Purchased with funds from the William R. Roberson Jr. and Frances M. Roberson Endowed Fund for North Carolina Art
Stacy Lynn Waddell is a mixed media artist. She is best known for her monochromatic gold leaf paintings. First she uses gesso to create an image on stretched linen. Then she covers the image with extremely thin sheets of gold (known as gold leaf). The gold leaf reflects light, making it difficult to see the design when viewing it head on. The viewer has to look at the work from different angles in order to see the full image.
Waddell’s use of reflective gold leaf creates a unique viewing experience. She compares the experience to the difficulty of seeing historically erased Black identities and stories. Her use of gold is also symbolic. Gold is associated with value, trade, and wealth. It has also been used in religious art throughout history, to honor and praise the subject.
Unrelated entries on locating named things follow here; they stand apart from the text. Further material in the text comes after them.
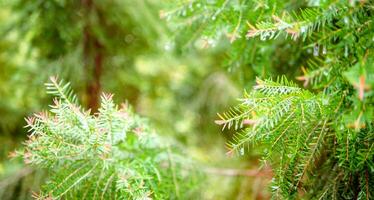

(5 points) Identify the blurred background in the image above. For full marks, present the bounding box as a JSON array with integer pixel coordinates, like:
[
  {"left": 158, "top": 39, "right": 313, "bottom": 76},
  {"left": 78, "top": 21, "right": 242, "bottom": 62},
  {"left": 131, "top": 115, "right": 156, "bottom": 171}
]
[{"left": 0, "top": 0, "right": 274, "bottom": 200}]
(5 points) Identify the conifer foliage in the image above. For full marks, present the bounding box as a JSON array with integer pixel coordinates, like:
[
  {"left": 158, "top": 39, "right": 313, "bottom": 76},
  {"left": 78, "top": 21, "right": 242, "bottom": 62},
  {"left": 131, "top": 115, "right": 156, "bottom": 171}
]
[
  {"left": 169, "top": 0, "right": 374, "bottom": 199},
  {"left": 13, "top": 77, "right": 197, "bottom": 199}
]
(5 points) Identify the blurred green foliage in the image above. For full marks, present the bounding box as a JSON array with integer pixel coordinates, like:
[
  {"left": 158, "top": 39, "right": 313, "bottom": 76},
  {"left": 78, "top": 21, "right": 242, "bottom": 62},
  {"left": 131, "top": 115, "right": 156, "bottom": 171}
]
[{"left": 0, "top": 0, "right": 268, "bottom": 199}]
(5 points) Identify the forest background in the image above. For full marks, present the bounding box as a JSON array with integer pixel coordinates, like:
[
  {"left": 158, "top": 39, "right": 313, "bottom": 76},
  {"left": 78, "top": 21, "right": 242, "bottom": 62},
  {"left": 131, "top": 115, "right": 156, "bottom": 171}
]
[{"left": 0, "top": 0, "right": 373, "bottom": 199}]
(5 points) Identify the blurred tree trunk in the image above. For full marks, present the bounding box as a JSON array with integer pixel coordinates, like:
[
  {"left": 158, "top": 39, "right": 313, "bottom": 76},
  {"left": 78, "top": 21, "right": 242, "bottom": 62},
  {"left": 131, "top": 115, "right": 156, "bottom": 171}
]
[{"left": 82, "top": 0, "right": 103, "bottom": 113}]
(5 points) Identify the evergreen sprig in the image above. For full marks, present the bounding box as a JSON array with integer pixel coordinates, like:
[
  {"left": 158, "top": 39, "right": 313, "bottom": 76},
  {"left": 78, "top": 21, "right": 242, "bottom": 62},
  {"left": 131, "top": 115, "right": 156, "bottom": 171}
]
[{"left": 17, "top": 77, "right": 197, "bottom": 199}]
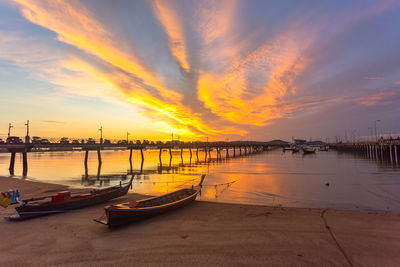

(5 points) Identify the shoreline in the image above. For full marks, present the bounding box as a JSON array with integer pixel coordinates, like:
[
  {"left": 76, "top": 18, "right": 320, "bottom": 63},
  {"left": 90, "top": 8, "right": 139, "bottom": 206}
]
[{"left": 0, "top": 177, "right": 400, "bottom": 266}]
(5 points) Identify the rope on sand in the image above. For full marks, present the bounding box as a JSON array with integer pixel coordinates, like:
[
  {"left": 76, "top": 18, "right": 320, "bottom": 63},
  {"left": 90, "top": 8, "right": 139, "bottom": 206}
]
[{"left": 321, "top": 209, "right": 354, "bottom": 267}]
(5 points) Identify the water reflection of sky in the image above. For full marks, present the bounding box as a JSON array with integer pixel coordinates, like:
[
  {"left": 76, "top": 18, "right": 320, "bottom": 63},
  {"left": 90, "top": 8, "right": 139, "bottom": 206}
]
[{"left": 0, "top": 150, "right": 400, "bottom": 212}]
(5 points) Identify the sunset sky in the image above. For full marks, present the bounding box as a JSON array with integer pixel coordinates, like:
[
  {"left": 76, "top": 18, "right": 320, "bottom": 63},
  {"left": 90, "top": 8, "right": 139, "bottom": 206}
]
[{"left": 0, "top": 0, "right": 400, "bottom": 141}]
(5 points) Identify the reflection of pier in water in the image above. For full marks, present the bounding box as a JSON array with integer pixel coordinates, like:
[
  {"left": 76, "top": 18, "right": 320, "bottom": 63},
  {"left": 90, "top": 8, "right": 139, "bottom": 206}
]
[
  {"left": 0, "top": 141, "right": 273, "bottom": 177},
  {"left": 82, "top": 147, "right": 264, "bottom": 186}
]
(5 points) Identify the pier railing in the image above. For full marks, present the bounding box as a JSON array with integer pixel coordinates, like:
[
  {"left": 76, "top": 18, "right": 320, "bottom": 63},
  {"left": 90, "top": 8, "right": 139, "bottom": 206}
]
[{"left": 0, "top": 141, "right": 283, "bottom": 176}]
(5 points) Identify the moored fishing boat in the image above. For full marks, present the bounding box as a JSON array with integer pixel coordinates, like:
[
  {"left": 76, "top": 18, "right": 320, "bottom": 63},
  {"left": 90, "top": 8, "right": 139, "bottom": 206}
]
[
  {"left": 6, "top": 175, "right": 135, "bottom": 221},
  {"left": 94, "top": 175, "right": 205, "bottom": 228},
  {"left": 301, "top": 146, "right": 316, "bottom": 154},
  {"left": 292, "top": 146, "right": 300, "bottom": 153}
]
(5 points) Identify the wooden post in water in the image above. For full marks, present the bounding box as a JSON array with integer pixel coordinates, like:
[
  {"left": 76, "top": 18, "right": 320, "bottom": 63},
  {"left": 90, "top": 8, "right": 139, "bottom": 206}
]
[
  {"left": 85, "top": 150, "right": 89, "bottom": 169},
  {"left": 22, "top": 151, "right": 28, "bottom": 177},
  {"left": 129, "top": 148, "right": 133, "bottom": 172},
  {"left": 97, "top": 149, "right": 102, "bottom": 166},
  {"left": 8, "top": 152, "right": 15, "bottom": 175},
  {"left": 181, "top": 147, "right": 183, "bottom": 164},
  {"left": 97, "top": 149, "right": 102, "bottom": 178}
]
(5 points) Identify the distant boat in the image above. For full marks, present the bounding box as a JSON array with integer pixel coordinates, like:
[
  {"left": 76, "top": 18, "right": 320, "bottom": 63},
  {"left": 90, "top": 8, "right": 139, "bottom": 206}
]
[
  {"left": 283, "top": 145, "right": 294, "bottom": 152},
  {"left": 301, "top": 146, "right": 316, "bottom": 154},
  {"left": 292, "top": 146, "right": 300, "bottom": 153},
  {"left": 319, "top": 146, "right": 329, "bottom": 151},
  {"left": 94, "top": 175, "right": 205, "bottom": 228},
  {"left": 6, "top": 175, "right": 135, "bottom": 221}
]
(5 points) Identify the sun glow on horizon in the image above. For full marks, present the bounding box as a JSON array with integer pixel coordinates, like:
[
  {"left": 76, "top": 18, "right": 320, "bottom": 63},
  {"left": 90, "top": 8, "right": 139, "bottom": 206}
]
[{"left": 0, "top": 0, "right": 400, "bottom": 140}]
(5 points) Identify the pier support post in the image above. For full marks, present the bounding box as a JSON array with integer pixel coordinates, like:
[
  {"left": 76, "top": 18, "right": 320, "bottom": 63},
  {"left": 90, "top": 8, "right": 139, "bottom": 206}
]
[
  {"left": 8, "top": 152, "right": 15, "bottom": 175},
  {"left": 129, "top": 148, "right": 133, "bottom": 172},
  {"left": 181, "top": 147, "right": 183, "bottom": 163},
  {"left": 22, "top": 152, "right": 28, "bottom": 177},
  {"left": 85, "top": 150, "right": 89, "bottom": 177},
  {"left": 97, "top": 149, "right": 102, "bottom": 178},
  {"left": 97, "top": 149, "right": 102, "bottom": 166}
]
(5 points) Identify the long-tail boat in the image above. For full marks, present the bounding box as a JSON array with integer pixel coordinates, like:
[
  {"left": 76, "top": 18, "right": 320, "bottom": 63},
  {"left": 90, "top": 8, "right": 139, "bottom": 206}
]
[
  {"left": 6, "top": 175, "right": 135, "bottom": 221},
  {"left": 94, "top": 175, "right": 205, "bottom": 228}
]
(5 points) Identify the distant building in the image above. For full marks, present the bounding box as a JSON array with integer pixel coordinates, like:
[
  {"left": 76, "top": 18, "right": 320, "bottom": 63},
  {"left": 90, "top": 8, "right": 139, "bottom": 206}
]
[{"left": 294, "top": 139, "right": 307, "bottom": 145}]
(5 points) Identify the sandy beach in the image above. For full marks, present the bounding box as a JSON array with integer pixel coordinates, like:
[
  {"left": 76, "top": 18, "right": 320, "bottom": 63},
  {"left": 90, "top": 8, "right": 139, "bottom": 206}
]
[{"left": 0, "top": 177, "right": 400, "bottom": 266}]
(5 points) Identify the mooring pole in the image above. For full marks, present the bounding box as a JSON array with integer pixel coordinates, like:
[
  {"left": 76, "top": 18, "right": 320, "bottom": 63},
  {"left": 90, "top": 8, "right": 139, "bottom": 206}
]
[
  {"left": 8, "top": 152, "right": 15, "bottom": 175},
  {"left": 181, "top": 147, "right": 183, "bottom": 163},
  {"left": 97, "top": 149, "right": 102, "bottom": 166},
  {"left": 22, "top": 151, "right": 28, "bottom": 177},
  {"left": 129, "top": 148, "right": 133, "bottom": 172},
  {"left": 85, "top": 150, "right": 89, "bottom": 177}
]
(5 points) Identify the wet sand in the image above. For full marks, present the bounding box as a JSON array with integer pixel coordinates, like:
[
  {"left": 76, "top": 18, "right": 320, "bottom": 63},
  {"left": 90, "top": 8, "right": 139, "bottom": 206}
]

What these gold-leaf works do is they disrupt the observational process. These works require you to look deeper. They ask you to spend more time. What’s embedded in the work isn’t on the surface—it is but it isn’t—and so light and atmospheric conditions play into what you’re going to see.
Stacy Lynn Waddell
Untitled (for Beulah and her Baby) was inspired by another painting in the NCMA collection. Beulah’s Baby was painted in 1948 by a white artist named Primrose McPherson Paschal. Waddell based her painting on a photograph of the African American woman and girl who modeled for Paschal. Waddell chose to reinterpret Paschal’s photograph as a modern “Madonna and Child” image (an image of Mary with the baby Jesus). The identities of the woman and the girl in Paschal’s photograph were unknown until 2023. The woman was identified as Evelyn Mae Leaverson Davis, the sister of a woman who worked in Paschal’s household. The young girl was the daughter of a woman named Beulah, who was dating Evelyn’s brother.